These are from his "Somedays" series, which has gotten play abroad - see the Goedhuis Contemporary on him, and this SF Camerawork piece. Taking a stab at translating sources on him - below is a choppy first take at the first portion of an interview with Chinese blogger Li Nan.
It's quite a bit longer - will upload the rest soon.
Wang Ningde’s Influences: My understanding of photography, from my contempt of it.
Guest: Wang Ningde
Moderator: Li Nan
Piece: Photographic Reproductions of The Mona Lisa
When I asked Wang Ningde “What differences do you sense, visually and in meaning, between the original and the reproductions of the image?” the photographer replied slyly: “ You’re analysis is quite adept - the question you’ve asked is the question I’d like to ask. You’d surely answer this question better than I might.” Of course, I wasn’t about to fall for that answer – what I was interested in, really, was the fact that this particular memory of a budding interest in photography is shared by many. I, for example, immediately think of the many beautiful hanging wall calendars I saw as a child, all reproducing famous works of art from the West. Photography is its own form of expression, yet at the same time, can serve merely as the medium for other forms, and in the process of pervasive transmission, the medium of representation becomes a part of the artwork itself.
Within the lively contemporary art scene, re-performance of classic works is a standard.
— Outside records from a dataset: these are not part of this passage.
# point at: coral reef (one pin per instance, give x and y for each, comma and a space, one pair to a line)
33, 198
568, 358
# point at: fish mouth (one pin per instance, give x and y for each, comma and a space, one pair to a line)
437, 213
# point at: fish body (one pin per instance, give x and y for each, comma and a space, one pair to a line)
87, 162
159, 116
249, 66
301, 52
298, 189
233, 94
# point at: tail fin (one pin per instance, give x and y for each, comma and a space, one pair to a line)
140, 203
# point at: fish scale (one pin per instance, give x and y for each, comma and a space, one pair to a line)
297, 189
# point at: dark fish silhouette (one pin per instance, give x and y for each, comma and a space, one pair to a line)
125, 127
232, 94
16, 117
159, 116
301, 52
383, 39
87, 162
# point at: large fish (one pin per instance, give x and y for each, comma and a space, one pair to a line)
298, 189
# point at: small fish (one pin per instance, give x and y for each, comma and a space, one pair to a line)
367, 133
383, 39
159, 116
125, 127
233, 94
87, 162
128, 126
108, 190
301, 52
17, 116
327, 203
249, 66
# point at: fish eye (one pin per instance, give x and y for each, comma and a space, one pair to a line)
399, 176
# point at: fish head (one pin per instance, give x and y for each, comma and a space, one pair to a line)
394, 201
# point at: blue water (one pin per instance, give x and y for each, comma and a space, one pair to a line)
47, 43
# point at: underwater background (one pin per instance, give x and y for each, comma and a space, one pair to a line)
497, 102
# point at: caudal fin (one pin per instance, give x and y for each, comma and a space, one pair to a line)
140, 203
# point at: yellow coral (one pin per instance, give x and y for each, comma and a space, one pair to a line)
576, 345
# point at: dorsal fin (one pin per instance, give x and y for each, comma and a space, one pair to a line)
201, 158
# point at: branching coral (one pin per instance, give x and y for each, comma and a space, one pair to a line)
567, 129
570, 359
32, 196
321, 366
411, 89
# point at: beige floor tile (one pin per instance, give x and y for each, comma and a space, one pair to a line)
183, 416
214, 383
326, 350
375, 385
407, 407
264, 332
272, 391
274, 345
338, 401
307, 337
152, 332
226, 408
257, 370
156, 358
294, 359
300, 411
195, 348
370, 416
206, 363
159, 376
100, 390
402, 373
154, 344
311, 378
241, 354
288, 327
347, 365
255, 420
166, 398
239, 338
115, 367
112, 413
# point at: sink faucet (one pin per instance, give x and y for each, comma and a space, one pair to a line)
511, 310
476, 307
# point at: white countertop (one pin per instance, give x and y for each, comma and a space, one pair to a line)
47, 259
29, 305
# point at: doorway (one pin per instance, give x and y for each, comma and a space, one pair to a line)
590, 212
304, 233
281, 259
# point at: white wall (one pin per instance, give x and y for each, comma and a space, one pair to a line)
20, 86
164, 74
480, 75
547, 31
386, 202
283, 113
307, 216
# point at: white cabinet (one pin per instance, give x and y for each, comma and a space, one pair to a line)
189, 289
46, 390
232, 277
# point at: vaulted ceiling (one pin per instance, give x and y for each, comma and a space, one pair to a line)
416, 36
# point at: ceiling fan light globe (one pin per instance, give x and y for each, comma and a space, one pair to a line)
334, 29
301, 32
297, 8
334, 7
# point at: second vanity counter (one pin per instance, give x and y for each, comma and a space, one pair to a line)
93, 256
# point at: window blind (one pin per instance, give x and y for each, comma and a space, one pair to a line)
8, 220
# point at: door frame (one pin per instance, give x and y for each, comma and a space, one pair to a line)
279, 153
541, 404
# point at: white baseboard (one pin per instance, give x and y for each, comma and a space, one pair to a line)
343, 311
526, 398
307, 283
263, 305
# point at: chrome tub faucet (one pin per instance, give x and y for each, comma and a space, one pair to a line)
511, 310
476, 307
In choosing to revisit such a masterpiece, Wang Ningde’s sensibilities seem “modernized” as well.
WANG NING DE
To be honest, it’s been something like five years since I read up on/studied any image. So, I can only revisit my childhood. Of course, I have to think about how to make this all sound a bit more exciting – I’ll be speaking of a photographer whose name I don’t even know.
I was born in 1972, and it would have been around the early 80s – I wasn’t even old enough to be in school yet. One afternoon, at my grandmother’s house, I found a stack of magazines in the corner by the wall. It probably was the Liaoning Youth
, and on the back cover was a print of the Mona Lisa. The Cultural Revolution hadn’t ended too long ago, and famous art from around the world, particularly Renaissance works, were being printed en masse. My feeling is that monumental changes happened earlier in this arena than any other realm of sentiments or attitudes.
It was this reproduction – this “photograph” – that sparked my deep interest in photography, planting the seeds of art in my young soul, moving me to where I am today. (Laughs).